Only months ago, we laughed when Macau Chief Executive Ho Iat-seng forecast gaming revenues of MOP$130 billion (US$16 billion) in 2023. This was exactly the same number the government had forecast in each of the two previous years as well, only to see 2021 GGR limp to MOP$86.9 billion (US$10.8 billion) and 2022 GGR to a pitiful (for Macau) total of MOP$42.2 billion (US$5.3 billion). But like JP Morgan’s earlier estimates, the Chief Executive’s forecast may even prove to be too conservative.

The sheer speed of Macau’s recovery these past few weeks gives further credence to the theory of pent-up demand, suggesting huge upside potential in the months ahead given that much of mainland China is still dealing with the effects of the country’s massive COVID outbreak.

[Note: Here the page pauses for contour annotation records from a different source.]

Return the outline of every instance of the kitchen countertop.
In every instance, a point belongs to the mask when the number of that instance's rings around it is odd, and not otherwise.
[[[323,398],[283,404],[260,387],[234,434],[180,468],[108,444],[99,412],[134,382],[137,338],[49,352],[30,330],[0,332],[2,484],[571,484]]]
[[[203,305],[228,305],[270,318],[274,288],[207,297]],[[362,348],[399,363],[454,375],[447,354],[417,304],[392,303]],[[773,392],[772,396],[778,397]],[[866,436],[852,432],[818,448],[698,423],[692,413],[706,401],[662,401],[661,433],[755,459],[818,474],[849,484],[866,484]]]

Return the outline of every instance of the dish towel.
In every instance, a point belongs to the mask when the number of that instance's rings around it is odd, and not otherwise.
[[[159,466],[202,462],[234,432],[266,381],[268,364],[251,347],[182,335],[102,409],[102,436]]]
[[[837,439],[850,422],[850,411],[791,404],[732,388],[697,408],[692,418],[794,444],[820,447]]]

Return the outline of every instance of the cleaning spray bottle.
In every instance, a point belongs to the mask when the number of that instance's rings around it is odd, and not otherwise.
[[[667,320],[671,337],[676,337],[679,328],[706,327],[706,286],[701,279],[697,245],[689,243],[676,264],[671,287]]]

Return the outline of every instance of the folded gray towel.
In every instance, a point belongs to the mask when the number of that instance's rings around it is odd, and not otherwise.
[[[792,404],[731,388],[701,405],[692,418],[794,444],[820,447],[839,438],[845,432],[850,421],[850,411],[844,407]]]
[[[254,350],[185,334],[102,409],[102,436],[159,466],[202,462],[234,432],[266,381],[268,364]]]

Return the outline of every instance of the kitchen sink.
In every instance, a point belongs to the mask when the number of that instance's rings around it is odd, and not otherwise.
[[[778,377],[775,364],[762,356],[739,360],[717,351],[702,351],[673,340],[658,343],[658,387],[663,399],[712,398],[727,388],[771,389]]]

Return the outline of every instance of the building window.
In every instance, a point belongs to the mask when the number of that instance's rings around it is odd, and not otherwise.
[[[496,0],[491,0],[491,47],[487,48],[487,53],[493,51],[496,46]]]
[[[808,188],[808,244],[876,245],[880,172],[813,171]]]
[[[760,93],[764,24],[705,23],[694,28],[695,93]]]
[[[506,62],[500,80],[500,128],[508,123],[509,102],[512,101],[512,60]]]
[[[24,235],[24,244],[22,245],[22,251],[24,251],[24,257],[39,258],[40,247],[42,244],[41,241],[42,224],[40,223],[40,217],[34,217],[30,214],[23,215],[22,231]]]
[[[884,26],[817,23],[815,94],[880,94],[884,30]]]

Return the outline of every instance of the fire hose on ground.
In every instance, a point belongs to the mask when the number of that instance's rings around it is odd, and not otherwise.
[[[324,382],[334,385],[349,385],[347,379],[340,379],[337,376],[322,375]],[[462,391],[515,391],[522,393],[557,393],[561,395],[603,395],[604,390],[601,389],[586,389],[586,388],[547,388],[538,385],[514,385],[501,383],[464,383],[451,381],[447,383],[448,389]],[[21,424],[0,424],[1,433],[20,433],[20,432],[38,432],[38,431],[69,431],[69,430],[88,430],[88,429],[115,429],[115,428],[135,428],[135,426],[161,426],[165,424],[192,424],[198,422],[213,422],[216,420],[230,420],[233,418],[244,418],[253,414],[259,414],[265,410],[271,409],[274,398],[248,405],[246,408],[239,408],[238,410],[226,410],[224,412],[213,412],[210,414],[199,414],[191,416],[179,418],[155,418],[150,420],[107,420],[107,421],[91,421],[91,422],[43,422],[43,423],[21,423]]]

Their appetite to travel will only increase once those concerns become a thing of the past.

And word on the street has it that Macau’s busy gaming floors are no illusion: not only are players back but they’re betting big too, raising questions about fears that bringing cash into Macau might be far more difficult in 2023 than it was prior to the mainland’s recent cross-border gambling crackdown.

If this is true, then hopes that Macau might get back to the revenues – or at least EBITDA – that we saw back in 2019 or even at the SAR’s peak in 2013, might not be so far-fetched after all.